The Pink Clubhouse on a Hill: A Southern Hills History Lesson
The Clubhouse at Southern Hills Country Club was destined to be the largest construction job in the Tulsa area in the 15 years of the Great Depression and World War II from 1930 to 1945. Donald McCormick and John Forsyth took the job as a joint venture. A building resembling a 17th-Century English country manor was decided upon.
Heavy timbers were in ample supply and would become the dominant feature of the country house design. The exterior limestone came from a quarry just east of the city. High, vaulted ceilings are prevalent. Sitting on the highest point of the property caused numerous problems, one of which was pumping water up the hill from wells near the Arkansas River.
The actual construction of the 10,000 square foot building took only 10 months. However, it has been expanded many times over the years and now encompasses over 70,000 square feet. Even with that growth, it has not lost its old-country-home charm.
Why was the clubhouse built on top of a hill?
When the Southern Hills clubhouse was built in 1935, it was a difficult task getting materials along with people up a long dirt road that made its way up to a high hill.
Many wondered why such a difficult task was undertaken since there was ample room at the bottom of the hill to build a Clubhouse.
The answer is simple.
As a condition of his donating 300 acres of land south of Tulsa during the middle of the Great Depression to a group of forward-looking businessmen who wanted to build a golf course and country club, philanthropist Waite Phillips had this condition:
“As part of the proposal, I stipulate that the main clubhouse must be located approximately at the center of the south line of the acreage used for club purposes. This location was recommended as most desirable by Perry Maxell when he made a preliminary survey a year or two ago.”
That south line was the highest point on the property and looked directly at downtown Tulsa.
There were some who thought the better plan would be to place the clubhouse on the north end of the property where it was flatter and had better access from town. Fortunately, the Phillips and Maxwell plan prevailed and one of the most iconic opening tee shots and challenging finishing holes in all of golf was created and survives to this day.
Why is the clubhouse pink?
There is no definitive answer. We do know that someone wanted it pink, so it’s pink. What is known is that the same architect that designed Southern Hills previously designed a home for one of the founders. The home was painted red and then whitewashed to reveal a pink tone. Southern Hills followed and looked similar.
So, maybe we know how it became pink, but not why pink was chosen. The most common answer is that the wife of one of the founders loved the founder's home and thought the clubhouse would look great the same way. It’s been the same color ever since and as a tribute, the championship tee markers at Southern Hills are, of course, pink.
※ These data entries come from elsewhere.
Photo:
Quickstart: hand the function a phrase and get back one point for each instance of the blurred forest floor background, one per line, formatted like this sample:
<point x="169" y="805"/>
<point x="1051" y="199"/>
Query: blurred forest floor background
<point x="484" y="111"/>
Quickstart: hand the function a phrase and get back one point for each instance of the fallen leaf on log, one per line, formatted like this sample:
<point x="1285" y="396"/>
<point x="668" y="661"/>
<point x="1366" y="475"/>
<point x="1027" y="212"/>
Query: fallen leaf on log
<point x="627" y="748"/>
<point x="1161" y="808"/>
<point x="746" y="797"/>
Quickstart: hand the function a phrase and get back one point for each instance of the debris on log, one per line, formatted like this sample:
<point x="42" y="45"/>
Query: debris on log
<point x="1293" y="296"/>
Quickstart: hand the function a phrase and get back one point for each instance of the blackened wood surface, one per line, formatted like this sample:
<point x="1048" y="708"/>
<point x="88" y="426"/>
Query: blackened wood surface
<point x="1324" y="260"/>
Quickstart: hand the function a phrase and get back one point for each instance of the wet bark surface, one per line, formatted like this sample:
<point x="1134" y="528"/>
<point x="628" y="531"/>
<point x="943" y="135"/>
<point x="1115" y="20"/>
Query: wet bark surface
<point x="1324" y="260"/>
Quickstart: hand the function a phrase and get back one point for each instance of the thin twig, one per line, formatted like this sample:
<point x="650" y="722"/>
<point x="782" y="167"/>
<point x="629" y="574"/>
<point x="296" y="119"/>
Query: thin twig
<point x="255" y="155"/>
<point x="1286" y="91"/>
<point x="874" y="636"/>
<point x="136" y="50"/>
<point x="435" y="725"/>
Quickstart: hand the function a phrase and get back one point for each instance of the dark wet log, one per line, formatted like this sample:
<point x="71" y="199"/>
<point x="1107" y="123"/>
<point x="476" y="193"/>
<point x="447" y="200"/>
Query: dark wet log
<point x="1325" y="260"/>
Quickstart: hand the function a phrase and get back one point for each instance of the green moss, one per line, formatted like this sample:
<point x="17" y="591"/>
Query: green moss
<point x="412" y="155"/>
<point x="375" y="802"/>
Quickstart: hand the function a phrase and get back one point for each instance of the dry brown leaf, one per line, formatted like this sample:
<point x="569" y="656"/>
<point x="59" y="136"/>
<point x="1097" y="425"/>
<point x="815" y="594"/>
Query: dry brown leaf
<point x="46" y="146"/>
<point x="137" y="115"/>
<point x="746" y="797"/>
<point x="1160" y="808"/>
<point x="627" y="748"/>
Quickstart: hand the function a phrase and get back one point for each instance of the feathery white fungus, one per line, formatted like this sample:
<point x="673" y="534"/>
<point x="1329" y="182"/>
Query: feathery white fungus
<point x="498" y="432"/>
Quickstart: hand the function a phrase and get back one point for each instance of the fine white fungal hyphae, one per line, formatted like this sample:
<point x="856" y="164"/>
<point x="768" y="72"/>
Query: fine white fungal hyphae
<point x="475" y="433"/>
What’s the story with the clock tower?
While it has become the main public symbol of Southern Hills, overtaking the Crest — which depicts all six of the major activities for members in the early days of the club — its history is not necessarily memorable. Upon its creation, few would have believed that it would become the major logo for Championships hosted at Southern Hills.
There has always been some sort of structure where the Clock Tower resides on what is called the upper tee. This small structure previously housed a dispenser for range balls where one could fill a bucket by pressing a button and alerting the pro shop. The membership was ecstatic when it was announced that there would no longer be a charge for range balls. Thus, no need for the machine that dispensed them. So, what to do next with the structure?
In the mid-1990s, a forward-looking president of the club thought a tower would fit nicely. A design was made and, in typical fashion for such projects back at that time, an influential member was selected to find other members willing to fund the project. Soon after, a clock tower was built just in time for the 1996 Tour Championship. The Clock Tower was first used in a logo for the 2007 PGA Championship, returned as the logo for the 2009 U.S. Amateur Championship, and made a most recent comeback for the 2022 PGA Championship.
So, what once housed the range ball dispensing machine, became the iconic symbol of Southern Hills Country Club.